Pasalnya, Laode M Syarif menilai, proses revisi UU KPK tidak memenuhi syarat formil berdasarkan peraturan perundang-undangan.
Dia kemudian mencontohkan, revisi UU KPK sudah dikonsultasikan dengan publik, termasuk dengan Universitas Gadjah Mada (UGM), Universitas Sumatera Utara, serta Universitas Nasional.
"Itu dianggap sudah dipublikasikan,"katanya.
Padahal, seharusnya, kata Laode, majelis hakim menggalinya lebih dalam lagi untuk mengetahui persentase yang setuju atau menolak UU KPK tersebut.
"Kita tahu persis pada seminar itu hampir sebagian orang mengatakan bahwa tidak butuh revisi Undang-Undang KPK," tuturnya.

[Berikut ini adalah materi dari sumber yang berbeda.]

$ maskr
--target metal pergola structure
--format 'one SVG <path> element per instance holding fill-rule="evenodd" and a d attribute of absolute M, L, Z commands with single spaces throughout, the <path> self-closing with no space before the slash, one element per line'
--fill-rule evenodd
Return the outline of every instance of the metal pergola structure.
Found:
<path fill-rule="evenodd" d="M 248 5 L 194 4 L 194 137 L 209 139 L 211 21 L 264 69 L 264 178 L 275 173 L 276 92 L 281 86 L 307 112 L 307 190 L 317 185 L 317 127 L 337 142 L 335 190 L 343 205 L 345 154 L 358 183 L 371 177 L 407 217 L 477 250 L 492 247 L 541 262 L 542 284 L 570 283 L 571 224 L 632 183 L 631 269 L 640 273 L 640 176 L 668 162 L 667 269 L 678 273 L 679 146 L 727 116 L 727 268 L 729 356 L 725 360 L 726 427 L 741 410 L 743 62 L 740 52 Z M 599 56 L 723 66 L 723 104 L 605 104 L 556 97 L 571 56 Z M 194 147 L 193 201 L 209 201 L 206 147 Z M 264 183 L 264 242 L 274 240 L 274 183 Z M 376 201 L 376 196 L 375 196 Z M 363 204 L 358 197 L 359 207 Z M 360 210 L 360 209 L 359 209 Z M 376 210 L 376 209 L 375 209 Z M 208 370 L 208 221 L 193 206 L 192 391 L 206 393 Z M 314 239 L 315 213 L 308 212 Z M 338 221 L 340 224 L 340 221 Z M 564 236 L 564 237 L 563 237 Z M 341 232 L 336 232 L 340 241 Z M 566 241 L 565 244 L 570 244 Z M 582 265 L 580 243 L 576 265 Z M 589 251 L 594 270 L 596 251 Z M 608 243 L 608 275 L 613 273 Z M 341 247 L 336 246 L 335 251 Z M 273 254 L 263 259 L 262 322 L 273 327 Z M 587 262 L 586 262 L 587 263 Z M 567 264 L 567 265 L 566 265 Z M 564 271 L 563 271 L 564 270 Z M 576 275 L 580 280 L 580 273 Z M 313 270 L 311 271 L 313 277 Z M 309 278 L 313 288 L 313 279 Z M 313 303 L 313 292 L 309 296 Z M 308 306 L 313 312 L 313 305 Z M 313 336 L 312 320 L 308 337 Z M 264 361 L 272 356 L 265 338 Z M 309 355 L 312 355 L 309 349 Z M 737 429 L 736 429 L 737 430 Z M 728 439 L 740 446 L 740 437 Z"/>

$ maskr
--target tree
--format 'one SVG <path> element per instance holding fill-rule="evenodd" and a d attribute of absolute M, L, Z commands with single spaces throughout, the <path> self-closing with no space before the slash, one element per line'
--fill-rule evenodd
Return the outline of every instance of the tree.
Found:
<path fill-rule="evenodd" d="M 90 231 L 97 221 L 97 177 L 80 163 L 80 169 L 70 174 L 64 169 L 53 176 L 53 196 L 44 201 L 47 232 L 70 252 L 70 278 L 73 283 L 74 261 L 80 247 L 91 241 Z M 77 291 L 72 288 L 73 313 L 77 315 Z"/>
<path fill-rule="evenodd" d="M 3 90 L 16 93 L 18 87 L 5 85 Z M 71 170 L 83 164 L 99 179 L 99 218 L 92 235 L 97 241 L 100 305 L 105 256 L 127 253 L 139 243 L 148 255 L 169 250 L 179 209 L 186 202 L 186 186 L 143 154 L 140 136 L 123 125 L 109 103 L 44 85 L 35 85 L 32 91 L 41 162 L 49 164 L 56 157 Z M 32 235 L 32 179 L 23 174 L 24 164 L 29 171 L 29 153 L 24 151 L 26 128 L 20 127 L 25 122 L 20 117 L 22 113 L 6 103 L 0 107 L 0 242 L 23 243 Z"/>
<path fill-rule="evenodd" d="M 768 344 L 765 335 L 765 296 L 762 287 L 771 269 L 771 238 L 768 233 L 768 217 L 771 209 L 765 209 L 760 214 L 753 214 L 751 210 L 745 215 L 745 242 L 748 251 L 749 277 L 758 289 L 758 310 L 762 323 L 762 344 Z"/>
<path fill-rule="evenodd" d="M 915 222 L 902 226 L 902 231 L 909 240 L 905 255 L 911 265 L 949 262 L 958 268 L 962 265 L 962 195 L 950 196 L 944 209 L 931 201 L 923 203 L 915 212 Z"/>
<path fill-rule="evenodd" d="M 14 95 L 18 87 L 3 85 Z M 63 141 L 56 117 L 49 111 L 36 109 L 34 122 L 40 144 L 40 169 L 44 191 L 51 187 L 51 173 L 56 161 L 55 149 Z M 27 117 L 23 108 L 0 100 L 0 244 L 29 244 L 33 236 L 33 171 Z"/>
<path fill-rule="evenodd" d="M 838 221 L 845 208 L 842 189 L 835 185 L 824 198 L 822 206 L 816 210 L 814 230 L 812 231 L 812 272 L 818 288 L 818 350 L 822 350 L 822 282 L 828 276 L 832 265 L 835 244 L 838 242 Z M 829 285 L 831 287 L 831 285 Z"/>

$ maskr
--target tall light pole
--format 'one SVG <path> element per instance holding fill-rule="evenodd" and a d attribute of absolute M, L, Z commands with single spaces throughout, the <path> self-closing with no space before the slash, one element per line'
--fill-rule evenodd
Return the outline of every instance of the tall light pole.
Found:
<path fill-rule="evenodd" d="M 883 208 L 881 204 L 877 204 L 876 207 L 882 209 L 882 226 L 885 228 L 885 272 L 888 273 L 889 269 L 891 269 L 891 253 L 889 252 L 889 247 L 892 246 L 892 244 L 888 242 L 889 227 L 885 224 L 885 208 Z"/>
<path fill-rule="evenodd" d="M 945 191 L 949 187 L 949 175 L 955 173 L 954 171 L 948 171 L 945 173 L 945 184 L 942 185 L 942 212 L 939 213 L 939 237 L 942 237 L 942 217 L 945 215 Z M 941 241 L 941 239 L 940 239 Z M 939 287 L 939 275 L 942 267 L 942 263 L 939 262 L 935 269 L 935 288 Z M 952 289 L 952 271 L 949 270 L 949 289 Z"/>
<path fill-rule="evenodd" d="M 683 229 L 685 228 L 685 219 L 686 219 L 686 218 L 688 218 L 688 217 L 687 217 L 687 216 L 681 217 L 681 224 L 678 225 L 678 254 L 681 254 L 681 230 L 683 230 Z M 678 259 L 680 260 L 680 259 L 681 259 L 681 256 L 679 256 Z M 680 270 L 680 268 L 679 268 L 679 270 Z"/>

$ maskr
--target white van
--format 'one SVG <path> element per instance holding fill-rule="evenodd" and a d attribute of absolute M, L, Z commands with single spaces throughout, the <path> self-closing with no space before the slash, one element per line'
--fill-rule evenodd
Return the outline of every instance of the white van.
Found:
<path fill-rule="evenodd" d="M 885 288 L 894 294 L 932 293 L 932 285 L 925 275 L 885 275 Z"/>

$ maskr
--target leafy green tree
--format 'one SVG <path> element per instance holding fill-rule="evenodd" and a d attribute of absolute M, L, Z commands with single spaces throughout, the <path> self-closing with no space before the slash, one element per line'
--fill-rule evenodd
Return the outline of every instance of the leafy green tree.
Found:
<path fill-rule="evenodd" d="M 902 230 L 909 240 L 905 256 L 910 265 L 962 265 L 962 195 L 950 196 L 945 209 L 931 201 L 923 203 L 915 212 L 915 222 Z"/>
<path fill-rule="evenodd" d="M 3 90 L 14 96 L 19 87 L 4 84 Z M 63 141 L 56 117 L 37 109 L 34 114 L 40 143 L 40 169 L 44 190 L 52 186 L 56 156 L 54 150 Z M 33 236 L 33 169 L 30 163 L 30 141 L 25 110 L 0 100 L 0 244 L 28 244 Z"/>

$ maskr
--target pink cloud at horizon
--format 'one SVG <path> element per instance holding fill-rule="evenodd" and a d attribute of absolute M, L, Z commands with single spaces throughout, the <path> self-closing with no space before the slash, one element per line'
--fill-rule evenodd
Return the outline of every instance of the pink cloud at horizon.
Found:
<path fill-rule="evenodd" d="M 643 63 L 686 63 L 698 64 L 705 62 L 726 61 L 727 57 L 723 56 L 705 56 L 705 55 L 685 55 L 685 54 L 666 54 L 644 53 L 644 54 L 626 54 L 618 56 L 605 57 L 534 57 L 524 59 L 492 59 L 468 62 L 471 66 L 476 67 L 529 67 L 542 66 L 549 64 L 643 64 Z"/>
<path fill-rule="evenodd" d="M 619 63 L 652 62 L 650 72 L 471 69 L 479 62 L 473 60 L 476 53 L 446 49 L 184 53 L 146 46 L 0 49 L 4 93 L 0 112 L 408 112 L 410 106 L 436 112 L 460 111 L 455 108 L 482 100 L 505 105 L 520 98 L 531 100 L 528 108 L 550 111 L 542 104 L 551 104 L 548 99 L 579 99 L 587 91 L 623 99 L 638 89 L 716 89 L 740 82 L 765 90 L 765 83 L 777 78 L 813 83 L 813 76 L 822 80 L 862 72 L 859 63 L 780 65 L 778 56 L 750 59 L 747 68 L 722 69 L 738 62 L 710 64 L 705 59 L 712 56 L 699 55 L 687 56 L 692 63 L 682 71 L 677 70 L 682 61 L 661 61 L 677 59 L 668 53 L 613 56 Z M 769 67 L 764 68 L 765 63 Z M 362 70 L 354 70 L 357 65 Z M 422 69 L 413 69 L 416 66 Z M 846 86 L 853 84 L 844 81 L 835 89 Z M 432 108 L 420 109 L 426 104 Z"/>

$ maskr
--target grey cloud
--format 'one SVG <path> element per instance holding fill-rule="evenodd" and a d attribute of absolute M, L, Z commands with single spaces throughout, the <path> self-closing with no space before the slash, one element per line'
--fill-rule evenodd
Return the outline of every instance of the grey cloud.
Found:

Di sisi lain, Laode Syarif juga menyoroti pernyataan majelis hakim, Saldi Isra, yang membandingkan protes kelompok pro dan kontra revisi UU KPK.
Laode memandang sikap Saldi Isra itu tidak sesuai, mengingat di sisi kelompok yang menolak revisi UU KPK, terdapat korban jiwa.
Sementara, katanya, di kelompok yang mendukung hanya diberikan almamater, padahal mereka bukanlah mahasiswa yang mendukung revisi itu.